Certes, la diffu­sion du savoir fait partie de la démarche scien­ti­fique, mais à l’heure de l’internet, le volet « diffu­sion » propre­ment dit se simpli­fie consi­dé­ra­ble­ment et s’accélère. Aujourd’hui, la valeur ajou­tée de l’éditeur se réduit quasi­ment à la gestion de la révi­sion par les pairs, et rappe­lons-nous que les pairs sont aussi des cher­cheurs et qu’ils prêtent leur concours gracieu­se­ment. Pour assu­rer la constance de leurs reve­nus, les éditeurs scien­ti­fiques ont pris en outre l’habitude d’exiger des auteurs l’abandon complet de leurs droits, ce qui assure l’emprisonnement moral et légal du chercheur.

Un bien public est, par défi­ni­tion, univer­sel­le­ment acces­sible, non compé­ti­tif et non exclu­sif, ce qui implique une gratuité d’accès et l’absence de tout frein tech­nique. Les moyens existent aujourd’hui pour remplir ces condi­tions, avec ce qu’on appelle l’Open Access (OA) ou Accès Libre à l’information scien­ti­fique issue de la recherche. Né vers le milieu des années 1990, l’OA s’est orga­nisé durant les années 2000 pour deve­nir prati­que­ment incon­tour­nable durant la décen­nie 2010. Même les grands consor­tiums édito­riaux doivent aujourd’hui admettre que la tendance est deve­nue irréversible.

Toute­fois, l’impératif du profit déme­suré et de la rému­né­ra­tion substan­tielle de l’actionnariat demeure et amène les grands éditeurs à inver­ser le système et à exiger non plus un paie­ment pour lire, mais un paie­ment pour publier. En conti­nuant à tabler sur leur pres­tige, ils convainquent les cher­cheurs de publier chez eux, s’assurant ainsi le mono­pole de l’édition scien­ti­fique haut de gamme.

Le combat n’est donc plus tant aujourd’hui de donner une acces­si­bi­lité gratuite et immé­diate à la connais­sance jusque dans les contrées les moins favo­ri­sées – cette étape-là est déjà un succès – mais d’éviter que seuls des cher­cheurs fortu­nés ne puissent s’exprimer.
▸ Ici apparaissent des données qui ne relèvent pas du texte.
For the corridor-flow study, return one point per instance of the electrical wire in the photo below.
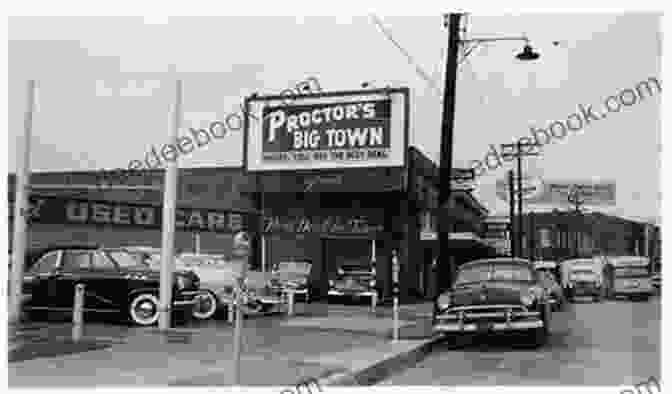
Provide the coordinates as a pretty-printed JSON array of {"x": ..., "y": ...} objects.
[{"x": 408, "y": 56}]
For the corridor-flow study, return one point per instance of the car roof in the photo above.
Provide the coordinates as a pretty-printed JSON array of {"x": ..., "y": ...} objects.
[{"x": 497, "y": 260}]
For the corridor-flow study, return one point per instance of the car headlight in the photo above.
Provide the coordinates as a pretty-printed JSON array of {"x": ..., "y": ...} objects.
[
  {"x": 444, "y": 301},
  {"x": 527, "y": 299},
  {"x": 182, "y": 282}
]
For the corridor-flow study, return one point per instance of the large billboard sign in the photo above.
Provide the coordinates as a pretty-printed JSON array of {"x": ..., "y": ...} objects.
[
  {"x": 538, "y": 191},
  {"x": 327, "y": 131}
]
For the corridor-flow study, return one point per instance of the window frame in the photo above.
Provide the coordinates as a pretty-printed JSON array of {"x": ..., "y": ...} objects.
[
  {"x": 63, "y": 267},
  {"x": 54, "y": 268}
]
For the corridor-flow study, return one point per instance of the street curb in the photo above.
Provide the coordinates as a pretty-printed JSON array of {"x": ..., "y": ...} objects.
[{"x": 374, "y": 373}]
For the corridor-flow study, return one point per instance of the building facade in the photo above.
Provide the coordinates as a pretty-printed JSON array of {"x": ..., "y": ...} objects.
[{"x": 353, "y": 216}]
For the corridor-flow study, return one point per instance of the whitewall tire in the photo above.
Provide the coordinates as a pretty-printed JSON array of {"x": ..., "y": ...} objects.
[
  {"x": 206, "y": 306},
  {"x": 144, "y": 309}
]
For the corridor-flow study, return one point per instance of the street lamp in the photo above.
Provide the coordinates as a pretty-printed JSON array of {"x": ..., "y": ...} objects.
[{"x": 452, "y": 21}]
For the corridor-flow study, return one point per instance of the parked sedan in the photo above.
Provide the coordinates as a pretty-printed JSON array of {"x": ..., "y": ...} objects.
[
  {"x": 292, "y": 276},
  {"x": 355, "y": 281},
  {"x": 494, "y": 295},
  {"x": 553, "y": 290},
  {"x": 115, "y": 282}
]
Le combat n’est donc plus tant aujourd’hui de donner une acces­si­bi­lité gratuite et immé­diate à la connais­sance jusque dans les contrées les moins favo­ri­sées – cette étape-là est déjà un succès – mais d’éviter que seuls des cher­cheurs fortu­nés ne puissent s’exprimer. C’est une évolu­tion conster­nante et discri­mi­nante qui, après avoir rendu la vue à la majo­rité de la commu­nauté scien­ti­fique, la prive en revanche de la parole.

La parade contre cette dérive insup­por­table est la créa­tion de plate­formes de publi­ca­tion élec­tro­niques publiques et gratuites. De telles initia­tives existent aujourd’hui. Il reste à la commu­nauté scien­ti­fique mondiale d’y adhé­rer et de bannir les critères d’évaluation de la recherche et des cher­cheurs basés sur le pres­tige des éditeurs. C’est une véri­table révo­lu­tion cultu­relle qui pren­dra, hélas, encore du temps avant d’imposer son bon sens.